Food Group Tag
This is a game that will involve a large amount of players. The players will break in to two different groups.
You will need to pick four “taggers” who will work as a team to tag the rest of the players. Each tagger will be given a food group: Protein, Grains, Fruits, and Vegetables.
The rest of the players will be called “Empty Servings”. Their goal is to run away from the taggers. Empty Servings do not work as a team.
HOW TO PLAY:
The taggers must tag each of the Empty Servings within four minutes of game time. Once an Empty Serving player has been tagged they have to freeze in place and announce what food group they are part of now and think of a food in that group.

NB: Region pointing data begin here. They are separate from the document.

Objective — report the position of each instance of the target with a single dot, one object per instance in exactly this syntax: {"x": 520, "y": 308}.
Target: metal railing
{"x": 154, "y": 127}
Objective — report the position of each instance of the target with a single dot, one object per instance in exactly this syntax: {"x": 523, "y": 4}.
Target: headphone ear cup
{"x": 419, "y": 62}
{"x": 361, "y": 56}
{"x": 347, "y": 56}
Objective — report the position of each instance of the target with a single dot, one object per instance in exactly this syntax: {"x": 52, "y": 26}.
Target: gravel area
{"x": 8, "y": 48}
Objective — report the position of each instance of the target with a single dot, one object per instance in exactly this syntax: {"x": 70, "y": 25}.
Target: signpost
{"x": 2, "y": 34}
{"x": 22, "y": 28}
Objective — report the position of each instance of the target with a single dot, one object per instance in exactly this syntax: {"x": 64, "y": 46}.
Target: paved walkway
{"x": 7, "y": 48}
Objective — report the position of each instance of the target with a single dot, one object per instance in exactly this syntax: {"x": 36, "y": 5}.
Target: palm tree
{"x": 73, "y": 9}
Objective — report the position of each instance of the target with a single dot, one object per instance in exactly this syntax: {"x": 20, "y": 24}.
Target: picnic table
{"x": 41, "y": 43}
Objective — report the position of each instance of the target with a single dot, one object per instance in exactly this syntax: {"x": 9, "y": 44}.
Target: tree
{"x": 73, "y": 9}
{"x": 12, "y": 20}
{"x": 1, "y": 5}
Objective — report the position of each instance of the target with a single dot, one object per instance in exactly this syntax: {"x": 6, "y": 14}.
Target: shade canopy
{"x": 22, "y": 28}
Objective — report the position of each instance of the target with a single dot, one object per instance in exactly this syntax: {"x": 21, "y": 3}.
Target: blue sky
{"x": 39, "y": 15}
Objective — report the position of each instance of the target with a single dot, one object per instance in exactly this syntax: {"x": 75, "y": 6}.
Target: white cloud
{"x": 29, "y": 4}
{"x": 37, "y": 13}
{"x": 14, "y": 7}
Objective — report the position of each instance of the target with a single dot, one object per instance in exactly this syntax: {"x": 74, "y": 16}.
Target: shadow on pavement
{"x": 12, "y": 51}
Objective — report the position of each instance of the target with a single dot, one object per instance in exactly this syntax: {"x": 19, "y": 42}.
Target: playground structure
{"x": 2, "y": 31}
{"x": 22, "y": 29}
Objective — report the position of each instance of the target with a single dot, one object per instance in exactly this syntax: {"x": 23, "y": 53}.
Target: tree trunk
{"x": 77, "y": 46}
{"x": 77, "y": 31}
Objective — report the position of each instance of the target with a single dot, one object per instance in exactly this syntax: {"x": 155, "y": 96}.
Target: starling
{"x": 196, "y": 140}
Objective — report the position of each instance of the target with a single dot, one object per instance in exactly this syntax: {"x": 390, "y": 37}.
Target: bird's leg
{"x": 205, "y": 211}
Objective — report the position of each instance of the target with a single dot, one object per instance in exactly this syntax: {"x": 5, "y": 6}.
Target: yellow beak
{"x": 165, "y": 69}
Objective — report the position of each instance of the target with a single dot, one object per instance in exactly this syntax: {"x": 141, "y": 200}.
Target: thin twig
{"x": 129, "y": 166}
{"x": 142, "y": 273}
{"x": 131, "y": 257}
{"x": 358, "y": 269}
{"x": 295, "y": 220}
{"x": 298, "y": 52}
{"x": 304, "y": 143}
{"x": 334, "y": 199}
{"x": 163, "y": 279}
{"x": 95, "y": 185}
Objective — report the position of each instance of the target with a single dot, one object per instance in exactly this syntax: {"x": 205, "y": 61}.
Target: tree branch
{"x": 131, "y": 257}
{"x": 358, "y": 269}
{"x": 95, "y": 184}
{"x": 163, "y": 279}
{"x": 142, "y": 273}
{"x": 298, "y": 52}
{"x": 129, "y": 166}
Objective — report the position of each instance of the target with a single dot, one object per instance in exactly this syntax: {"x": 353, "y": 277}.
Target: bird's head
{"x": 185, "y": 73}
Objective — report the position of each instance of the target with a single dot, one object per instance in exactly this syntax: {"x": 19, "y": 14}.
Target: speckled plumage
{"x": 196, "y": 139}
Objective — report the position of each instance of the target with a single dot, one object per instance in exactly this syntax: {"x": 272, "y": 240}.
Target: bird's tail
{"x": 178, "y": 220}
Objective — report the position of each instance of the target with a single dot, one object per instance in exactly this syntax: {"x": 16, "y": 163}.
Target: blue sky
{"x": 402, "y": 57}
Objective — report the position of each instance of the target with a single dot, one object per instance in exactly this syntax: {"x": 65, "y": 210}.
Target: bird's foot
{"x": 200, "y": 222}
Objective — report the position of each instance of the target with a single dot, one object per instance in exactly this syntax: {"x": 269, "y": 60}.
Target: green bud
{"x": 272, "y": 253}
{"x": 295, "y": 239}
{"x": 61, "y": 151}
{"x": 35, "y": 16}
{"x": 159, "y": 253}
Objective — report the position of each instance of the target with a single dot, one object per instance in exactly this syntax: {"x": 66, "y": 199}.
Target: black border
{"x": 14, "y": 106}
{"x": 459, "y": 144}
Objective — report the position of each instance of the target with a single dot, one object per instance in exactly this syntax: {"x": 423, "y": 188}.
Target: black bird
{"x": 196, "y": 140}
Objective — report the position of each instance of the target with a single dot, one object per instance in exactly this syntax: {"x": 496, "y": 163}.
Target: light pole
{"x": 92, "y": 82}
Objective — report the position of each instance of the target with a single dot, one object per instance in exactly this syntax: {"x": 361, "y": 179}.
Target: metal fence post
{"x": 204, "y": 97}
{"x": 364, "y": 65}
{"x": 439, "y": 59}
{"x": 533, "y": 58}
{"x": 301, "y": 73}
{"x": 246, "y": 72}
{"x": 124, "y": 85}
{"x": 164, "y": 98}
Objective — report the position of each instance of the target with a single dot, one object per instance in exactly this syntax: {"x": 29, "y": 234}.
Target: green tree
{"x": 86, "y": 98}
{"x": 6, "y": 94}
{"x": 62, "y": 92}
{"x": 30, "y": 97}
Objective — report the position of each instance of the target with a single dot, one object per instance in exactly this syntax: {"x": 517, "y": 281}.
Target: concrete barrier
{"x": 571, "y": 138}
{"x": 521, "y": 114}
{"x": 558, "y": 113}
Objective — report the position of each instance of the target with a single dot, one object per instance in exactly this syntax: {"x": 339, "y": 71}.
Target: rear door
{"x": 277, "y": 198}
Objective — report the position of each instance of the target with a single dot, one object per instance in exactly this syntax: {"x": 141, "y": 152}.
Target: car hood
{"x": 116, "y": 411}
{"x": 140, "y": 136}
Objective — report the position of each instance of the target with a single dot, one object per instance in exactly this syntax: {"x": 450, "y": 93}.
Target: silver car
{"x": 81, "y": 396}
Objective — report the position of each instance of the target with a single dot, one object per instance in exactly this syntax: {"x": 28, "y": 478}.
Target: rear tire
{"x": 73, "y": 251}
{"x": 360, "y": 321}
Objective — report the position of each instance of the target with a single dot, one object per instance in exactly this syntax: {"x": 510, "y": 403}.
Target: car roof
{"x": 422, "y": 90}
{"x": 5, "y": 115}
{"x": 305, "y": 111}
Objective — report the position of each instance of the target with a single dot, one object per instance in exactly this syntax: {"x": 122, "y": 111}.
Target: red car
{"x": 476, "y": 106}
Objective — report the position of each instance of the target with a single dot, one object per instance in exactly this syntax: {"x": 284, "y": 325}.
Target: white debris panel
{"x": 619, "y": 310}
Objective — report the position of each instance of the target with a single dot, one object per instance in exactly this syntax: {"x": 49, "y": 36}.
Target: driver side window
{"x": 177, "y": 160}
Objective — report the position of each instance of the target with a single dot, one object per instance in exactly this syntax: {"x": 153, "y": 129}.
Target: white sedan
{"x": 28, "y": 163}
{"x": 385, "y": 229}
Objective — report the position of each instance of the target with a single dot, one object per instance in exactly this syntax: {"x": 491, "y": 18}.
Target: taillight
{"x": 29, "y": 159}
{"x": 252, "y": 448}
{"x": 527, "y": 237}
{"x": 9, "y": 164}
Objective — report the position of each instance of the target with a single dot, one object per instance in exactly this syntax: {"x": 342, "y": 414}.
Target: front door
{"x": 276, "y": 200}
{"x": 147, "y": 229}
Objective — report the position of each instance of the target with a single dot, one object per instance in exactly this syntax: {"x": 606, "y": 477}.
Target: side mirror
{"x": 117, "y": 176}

The taggers main goal is to make sure they have a healthy plate. Meaning they have to have:
Example: If there are eight empty servings the taggers must make two empty servings fruits, two empty servings veggies, two whole grains, and two proteins.
Game Time: The four taggers must line up shoulder to shoulder with the Empty Servings standing five feet in front of them. Once “Go” is called the Empty Servings must run away from the Taggers for four minutes.
Once the game time is finished “Stop” must be called. The tagger must stop where they are and then count to make sure they have the right number of food groups.
If the Taggers do not have the right numbers of food groups they have 30 seconds to change one empty serving player to balance their plate.
Example: If you have too man protein servings you can change one of them to a serving of vegetables or fruits or whatever is needed.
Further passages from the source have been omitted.